Comedic genius I tell you.

Between DEMONIA and THE CONVENT, I figured I'd seen all the Possessed Nun sub-genre has to offer. I mean seriously, how many times can you watch the poor girls getting raped or dancing around in Rastafarian day-glo blood before you just have to say "enough is enough?" Does anyone really find raped or possessed nuns erotic? The sub-genre is a sickening amalgam of taboos designed to appeal to the worst kind of fetishists out there. Perhaps if the filmmakers approached the material differently there might be some sort of emotional resonance akin to the brutally ugly nun rape in Abel Ferrera's BAD LIEUTENANT.

Instead we get nun porn.

Yuk!

And then there's Max Cherchi's HOLY TERROR, a movie with all the fetish elements removed because he can't afford to include them.

If you're seen a Max Cherchi release, you know the man is a true auteur, like Hitchcock, he makes the same movie over and over with different levels of complexity. In all honesty, where Hitch's movies became more layered and complex as his career went along, Max's movies are progressing in the wrong direction.

Like HELLINGER and CARNAGE ROAD before, HOLY TERROR finds a costumed baddie on the prowl knocking off attractive twenty-somethings. HELLINGER has a nice back story regarding child abuse and well-rounded characters dealing with political corruption and a serial rapist. CARNAGE ROAD chopped the back story and character development down to a minimum and the result was a tight little HILLS HAVE EYES knock-off. HOLY TERROR does away with all back story as well as all character and plot development. Viewers are left with what amounts to half a movie.

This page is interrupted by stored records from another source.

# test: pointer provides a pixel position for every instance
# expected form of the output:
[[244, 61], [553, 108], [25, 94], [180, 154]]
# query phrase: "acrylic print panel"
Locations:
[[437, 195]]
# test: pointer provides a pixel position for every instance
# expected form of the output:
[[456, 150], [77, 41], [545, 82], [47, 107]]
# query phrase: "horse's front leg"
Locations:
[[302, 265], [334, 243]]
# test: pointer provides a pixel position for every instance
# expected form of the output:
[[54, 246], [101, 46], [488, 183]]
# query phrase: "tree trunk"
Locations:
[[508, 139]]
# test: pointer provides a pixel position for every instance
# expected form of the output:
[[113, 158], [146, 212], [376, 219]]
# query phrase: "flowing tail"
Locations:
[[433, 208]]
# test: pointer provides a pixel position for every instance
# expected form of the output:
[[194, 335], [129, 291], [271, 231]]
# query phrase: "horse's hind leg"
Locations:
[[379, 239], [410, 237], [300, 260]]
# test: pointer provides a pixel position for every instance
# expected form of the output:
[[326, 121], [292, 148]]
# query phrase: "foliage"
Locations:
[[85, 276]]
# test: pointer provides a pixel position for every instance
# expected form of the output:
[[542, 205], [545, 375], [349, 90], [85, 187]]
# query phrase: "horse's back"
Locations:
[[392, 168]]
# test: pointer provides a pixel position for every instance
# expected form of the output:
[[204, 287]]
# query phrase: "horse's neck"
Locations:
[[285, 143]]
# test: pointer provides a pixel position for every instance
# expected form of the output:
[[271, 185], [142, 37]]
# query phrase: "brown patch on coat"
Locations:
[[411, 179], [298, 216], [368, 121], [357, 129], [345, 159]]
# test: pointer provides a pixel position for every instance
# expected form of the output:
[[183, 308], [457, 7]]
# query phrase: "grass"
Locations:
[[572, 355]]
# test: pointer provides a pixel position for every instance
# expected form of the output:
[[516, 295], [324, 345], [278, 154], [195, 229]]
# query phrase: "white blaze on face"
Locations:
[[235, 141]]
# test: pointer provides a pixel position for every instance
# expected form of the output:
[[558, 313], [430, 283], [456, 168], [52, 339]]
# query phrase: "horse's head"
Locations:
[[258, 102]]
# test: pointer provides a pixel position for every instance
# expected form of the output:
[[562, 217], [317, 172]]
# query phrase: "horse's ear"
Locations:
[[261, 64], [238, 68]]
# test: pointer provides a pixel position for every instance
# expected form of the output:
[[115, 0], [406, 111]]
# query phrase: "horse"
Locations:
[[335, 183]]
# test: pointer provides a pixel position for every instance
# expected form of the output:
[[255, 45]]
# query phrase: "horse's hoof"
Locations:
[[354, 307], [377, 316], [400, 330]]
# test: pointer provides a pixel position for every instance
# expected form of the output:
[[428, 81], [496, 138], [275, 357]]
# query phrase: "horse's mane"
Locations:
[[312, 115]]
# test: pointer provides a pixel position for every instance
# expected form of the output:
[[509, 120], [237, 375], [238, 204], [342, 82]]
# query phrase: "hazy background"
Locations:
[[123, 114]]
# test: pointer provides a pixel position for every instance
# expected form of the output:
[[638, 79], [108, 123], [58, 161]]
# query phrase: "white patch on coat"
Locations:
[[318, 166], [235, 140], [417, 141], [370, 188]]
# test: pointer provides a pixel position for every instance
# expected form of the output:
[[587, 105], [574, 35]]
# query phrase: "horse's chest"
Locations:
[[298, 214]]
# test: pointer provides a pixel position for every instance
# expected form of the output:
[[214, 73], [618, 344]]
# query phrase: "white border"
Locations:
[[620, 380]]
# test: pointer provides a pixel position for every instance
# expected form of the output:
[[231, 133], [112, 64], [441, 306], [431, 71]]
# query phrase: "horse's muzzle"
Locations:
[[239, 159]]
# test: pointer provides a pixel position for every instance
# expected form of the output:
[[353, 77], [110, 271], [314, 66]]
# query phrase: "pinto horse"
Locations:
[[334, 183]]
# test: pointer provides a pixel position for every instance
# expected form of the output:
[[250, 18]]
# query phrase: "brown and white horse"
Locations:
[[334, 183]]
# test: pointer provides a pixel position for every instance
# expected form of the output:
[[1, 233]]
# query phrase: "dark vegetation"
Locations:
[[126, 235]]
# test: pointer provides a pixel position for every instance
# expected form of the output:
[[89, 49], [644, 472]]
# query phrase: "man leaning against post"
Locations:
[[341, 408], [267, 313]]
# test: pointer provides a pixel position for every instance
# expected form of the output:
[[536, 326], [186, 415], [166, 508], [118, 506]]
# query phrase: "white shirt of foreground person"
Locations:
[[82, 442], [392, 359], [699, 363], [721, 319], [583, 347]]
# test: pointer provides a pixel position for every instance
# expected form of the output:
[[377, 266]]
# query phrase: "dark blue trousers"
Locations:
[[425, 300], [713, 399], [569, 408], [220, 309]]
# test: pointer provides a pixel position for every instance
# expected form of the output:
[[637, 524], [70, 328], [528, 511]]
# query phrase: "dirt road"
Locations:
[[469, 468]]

And at 50 minutes, I ain't kidding.

Julie and David rent a home from the Possessed Nun's Renfield named Kane Archer (sounds like a Bond villain). They get busy, have some Nun dreams, and then party with their nympho pals. During that party, the Possessed Nun knocks everybody off. That's it. Nothing more, nothing less. The movie could have been a perverse, blood-drenched uber-shocker that appeals to Fulci-inspired horror fanatics, if there was actually a movie to describe as such.

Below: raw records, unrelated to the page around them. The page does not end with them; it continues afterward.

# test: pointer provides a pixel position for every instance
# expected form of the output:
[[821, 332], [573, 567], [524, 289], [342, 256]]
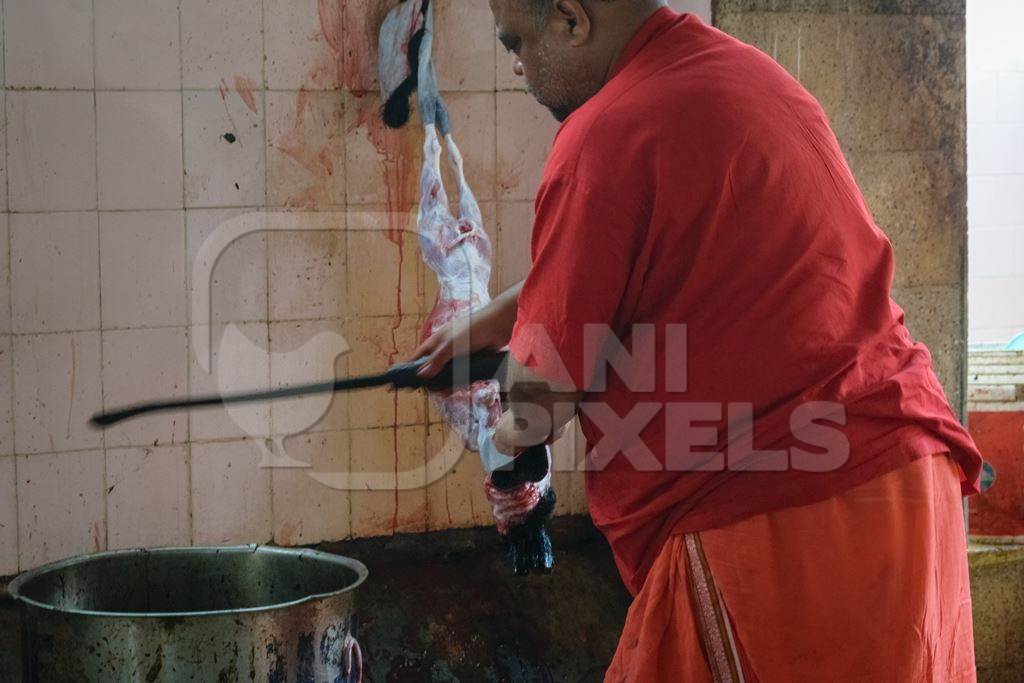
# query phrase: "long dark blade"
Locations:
[[114, 417]]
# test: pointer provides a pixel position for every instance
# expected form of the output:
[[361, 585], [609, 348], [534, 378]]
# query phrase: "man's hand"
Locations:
[[487, 329]]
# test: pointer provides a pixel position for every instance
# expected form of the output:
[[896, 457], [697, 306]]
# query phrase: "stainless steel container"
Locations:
[[242, 613]]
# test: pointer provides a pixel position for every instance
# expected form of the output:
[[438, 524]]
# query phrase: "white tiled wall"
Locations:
[[131, 131], [995, 169]]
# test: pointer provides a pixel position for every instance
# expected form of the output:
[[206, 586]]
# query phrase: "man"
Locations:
[[771, 458]]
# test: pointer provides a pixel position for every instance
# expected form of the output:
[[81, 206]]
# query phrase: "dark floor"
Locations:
[[442, 606]]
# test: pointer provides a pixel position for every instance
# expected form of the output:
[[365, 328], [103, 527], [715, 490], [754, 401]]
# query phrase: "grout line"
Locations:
[[10, 296], [188, 283], [99, 273], [264, 152]]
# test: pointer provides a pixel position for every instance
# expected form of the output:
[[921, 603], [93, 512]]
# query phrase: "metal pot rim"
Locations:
[[358, 567]]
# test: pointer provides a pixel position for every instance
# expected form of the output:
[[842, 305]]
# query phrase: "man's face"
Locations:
[[557, 74]]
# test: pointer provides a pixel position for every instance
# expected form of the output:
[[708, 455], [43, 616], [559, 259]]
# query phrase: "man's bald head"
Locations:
[[566, 48]]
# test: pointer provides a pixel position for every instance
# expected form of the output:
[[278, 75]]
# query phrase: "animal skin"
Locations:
[[459, 251]]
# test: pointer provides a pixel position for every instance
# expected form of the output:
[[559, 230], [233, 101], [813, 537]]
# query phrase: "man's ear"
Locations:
[[572, 20]]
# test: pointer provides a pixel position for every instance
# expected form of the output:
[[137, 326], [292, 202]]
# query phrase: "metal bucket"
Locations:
[[243, 613]]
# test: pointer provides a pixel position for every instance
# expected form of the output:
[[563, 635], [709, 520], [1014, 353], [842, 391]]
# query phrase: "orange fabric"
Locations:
[[870, 585]]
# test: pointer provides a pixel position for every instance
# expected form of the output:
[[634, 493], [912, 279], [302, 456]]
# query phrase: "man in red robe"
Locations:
[[772, 460]]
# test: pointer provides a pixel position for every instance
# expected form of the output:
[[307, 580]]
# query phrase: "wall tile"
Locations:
[[385, 269], [48, 44], [60, 506], [230, 495], [307, 269], [384, 164], [299, 53], [918, 200], [145, 365], [305, 352], [305, 510], [147, 498], [473, 128], [142, 256], [245, 366], [139, 147], [239, 280], [995, 200], [515, 224], [356, 28], [51, 151], [1011, 97], [994, 301], [221, 40], [56, 390], [4, 273], [699, 7], [378, 454], [458, 500], [982, 96], [54, 271], [378, 343], [995, 147], [464, 52], [992, 35], [8, 517], [525, 131], [137, 45], [6, 395], [905, 78], [995, 252], [305, 150], [220, 172]]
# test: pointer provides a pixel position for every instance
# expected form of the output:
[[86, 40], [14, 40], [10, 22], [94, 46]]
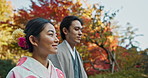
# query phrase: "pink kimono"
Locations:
[[31, 68]]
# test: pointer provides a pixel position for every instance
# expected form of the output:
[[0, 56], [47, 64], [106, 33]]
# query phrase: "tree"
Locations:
[[99, 47]]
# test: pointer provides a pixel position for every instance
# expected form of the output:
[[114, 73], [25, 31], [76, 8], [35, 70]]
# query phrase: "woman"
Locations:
[[41, 40]]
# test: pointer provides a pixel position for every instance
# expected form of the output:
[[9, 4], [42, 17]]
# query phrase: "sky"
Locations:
[[133, 11]]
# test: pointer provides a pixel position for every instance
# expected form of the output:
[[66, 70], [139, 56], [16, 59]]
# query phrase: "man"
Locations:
[[68, 59]]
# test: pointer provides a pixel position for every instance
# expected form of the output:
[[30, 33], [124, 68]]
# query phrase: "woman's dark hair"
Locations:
[[34, 27], [66, 22]]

To his credit, Max is able to pump as much sleaze into his 50 minutes thanks to the terminally gorgeous Beverly Lynn who spends about half her scenes naked. The rest of the cast isn't nearly as likeable, or as naked. Playing the husband, David, Charlie Lubiniecki comes across as an attention starved Nancy-boy with a bad Flock of Seagulls haircut. If he has just worn his hair Coolio-style I might have at least been able to laugh at him.. Whatever chemistry the two might have possessed is totally lost due to Lubiniecki's inability to deliver his lines convincingly.

Word to the wise: the ability to over-emote with rubbery facial expressions does not an actor make.

Max almost allows the movie to truly cross over into warped nunsploitation during the big party scene as all the drunk guests start swapping sex partners, but for some reason Max never follows through. Just when things get interesting, the movie falls apart and the Possessed Nun rears her fugly head. During a movie like THE CONVENT, this is when all the day-glo blood would start flying, but HOLY TERROR is pretty bloodless. Outside of a tediously long shower scene and an amusing vomit gag, there just ain't much red stuff.

Wait, how can a shower scene be tediously long?

HOLY TERROR is the kind of horror opus that leaves audiences wanting more, not because the movie is so good, but because there's so little of it. To the movie's credit, the short running time makes it a far cry better than DEMONIA.